MMR – Lenders urged not to over react

Mortgage Market Review or MMR is here and it remains to be seen how it affects the property market, particularly values and timing.

Brokers, lenders and consumers will be noticing changes in mortgage applications, and the ongoing administration of mortgage accounts, as lenders switch over to the new rules.

1. There will be clear distinction between mortgages sold on an “advised” and on an “execution-only” basis, with most future sales and variations being advised, requiring staff to be trained and qualified to the required standard to give advice. 

2. Procedures for giving advice to borrowers will be more detailed. Firms will need to ask more questions to determine what mortgage product is suitable, taking into account individual needs and circumstances, so mortgage interviews could take longer and may even be spilt into two separate interviews. 

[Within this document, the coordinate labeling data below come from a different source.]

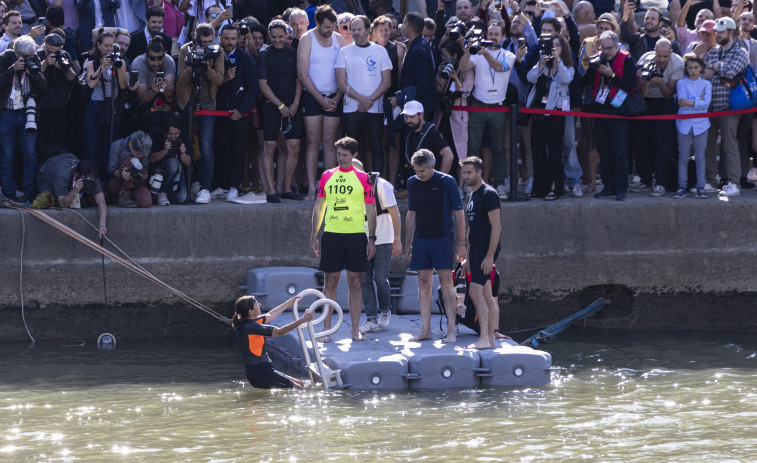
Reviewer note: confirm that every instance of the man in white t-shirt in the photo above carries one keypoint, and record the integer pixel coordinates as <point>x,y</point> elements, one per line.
<point>364,74</point>
<point>388,244</point>
<point>492,66</point>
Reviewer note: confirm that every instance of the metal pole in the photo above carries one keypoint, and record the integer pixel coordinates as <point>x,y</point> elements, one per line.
<point>514,155</point>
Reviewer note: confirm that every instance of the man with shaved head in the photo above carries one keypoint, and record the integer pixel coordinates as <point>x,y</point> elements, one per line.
<point>658,73</point>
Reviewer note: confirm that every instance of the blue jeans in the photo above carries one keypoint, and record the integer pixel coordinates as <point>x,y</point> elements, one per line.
<point>205,127</point>
<point>378,271</point>
<point>97,140</point>
<point>571,166</point>
<point>12,128</point>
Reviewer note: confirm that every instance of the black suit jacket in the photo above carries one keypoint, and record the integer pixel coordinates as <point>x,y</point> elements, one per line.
<point>138,45</point>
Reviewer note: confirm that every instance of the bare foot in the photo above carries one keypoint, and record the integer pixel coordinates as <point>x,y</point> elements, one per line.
<point>480,345</point>
<point>421,337</point>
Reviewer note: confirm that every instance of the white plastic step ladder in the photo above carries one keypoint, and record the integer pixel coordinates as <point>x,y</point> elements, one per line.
<point>328,377</point>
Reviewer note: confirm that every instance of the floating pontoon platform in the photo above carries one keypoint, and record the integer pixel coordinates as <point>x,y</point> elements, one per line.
<point>388,360</point>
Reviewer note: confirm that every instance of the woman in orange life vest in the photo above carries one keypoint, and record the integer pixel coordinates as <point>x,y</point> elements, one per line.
<point>252,328</point>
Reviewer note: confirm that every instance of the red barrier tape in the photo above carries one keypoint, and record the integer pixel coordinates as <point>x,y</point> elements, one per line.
<point>505,109</point>
<point>207,112</point>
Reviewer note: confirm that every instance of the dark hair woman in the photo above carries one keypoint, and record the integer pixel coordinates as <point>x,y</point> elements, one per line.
<point>252,329</point>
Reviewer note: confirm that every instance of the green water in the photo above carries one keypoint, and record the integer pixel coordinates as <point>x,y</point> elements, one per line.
<point>618,396</point>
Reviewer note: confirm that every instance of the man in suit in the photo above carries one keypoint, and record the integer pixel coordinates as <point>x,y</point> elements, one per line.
<point>154,27</point>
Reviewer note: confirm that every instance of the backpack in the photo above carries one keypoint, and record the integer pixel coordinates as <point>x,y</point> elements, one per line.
<point>744,94</point>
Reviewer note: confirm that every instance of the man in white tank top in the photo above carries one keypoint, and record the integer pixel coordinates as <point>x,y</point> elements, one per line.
<point>321,99</point>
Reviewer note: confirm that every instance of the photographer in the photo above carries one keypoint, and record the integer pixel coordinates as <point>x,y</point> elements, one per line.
<point>21,80</point>
<point>74,183</point>
<point>610,71</point>
<point>236,95</point>
<point>168,165</point>
<point>550,77</point>
<point>201,67</point>
<point>60,72</point>
<point>156,84</point>
<point>128,170</point>
<point>106,64</point>
<point>492,66</point>
<point>654,141</point>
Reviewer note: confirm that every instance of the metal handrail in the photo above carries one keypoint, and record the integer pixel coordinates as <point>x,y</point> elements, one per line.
<point>323,301</point>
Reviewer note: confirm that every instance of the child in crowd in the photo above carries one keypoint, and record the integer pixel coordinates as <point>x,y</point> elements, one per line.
<point>694,95</point>
<point>252,329</point>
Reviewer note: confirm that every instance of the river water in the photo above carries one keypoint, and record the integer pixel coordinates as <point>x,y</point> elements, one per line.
<point>617,396</point>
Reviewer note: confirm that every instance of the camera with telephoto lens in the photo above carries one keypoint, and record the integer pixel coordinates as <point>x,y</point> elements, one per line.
<point>595,61</point>
<point>116,57</point>
<point>32,63</point>
<point>649,71</point>
<point>155,183</point>
<point>135,171</point>
<point>64,60</point>
<point>31,116</point>
<point>546,45</point>
<point>197,56</point>
<point>447,68</point>
<point>458,29</point>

3. As well as buyers, re-mortgagors will also find that the process has changed. People wishing to make changes to their existing mortgages will also be affected, and may be required to go through an advised process and a new affordability assessment. 

4. The new rules reinforce measures to assess the future affordability of mortgages, as well as initial payments. Lenders will apply an interest rate “stress test” – to ensure that the loan would still pass the affordability requirements even if the borrower’s payments were higher. Lenders will also have to consider the impact of known changes, such as retirement or redundancy, when assessing affordability. 

5. Lenders will have to make a more detailed assessment of the borrower’s expenditure, including normal spending as well as credit card and other loan repayments. Borrowers may need to produce more evidence of their spending habits and other commitments than before. 

6. It will still be possible to take out an interest-only mortgage, but this is likely to remain a niche product. Customers wishing to take out an interest-only loan must demonstrate a credible repayment strategy to repay the loan at the end of the term and any costs associated with that strategy must be taken into account in assessing affordability. 

The Council of Mortgage Lenders will work closely with the Financial Conduct Authority and lenders to ensure any implementation concerns are minimized, however, we would urge lenders and finacial advisors to look at each case sensibly and not to over react, otherwise there may be unexpected consequences.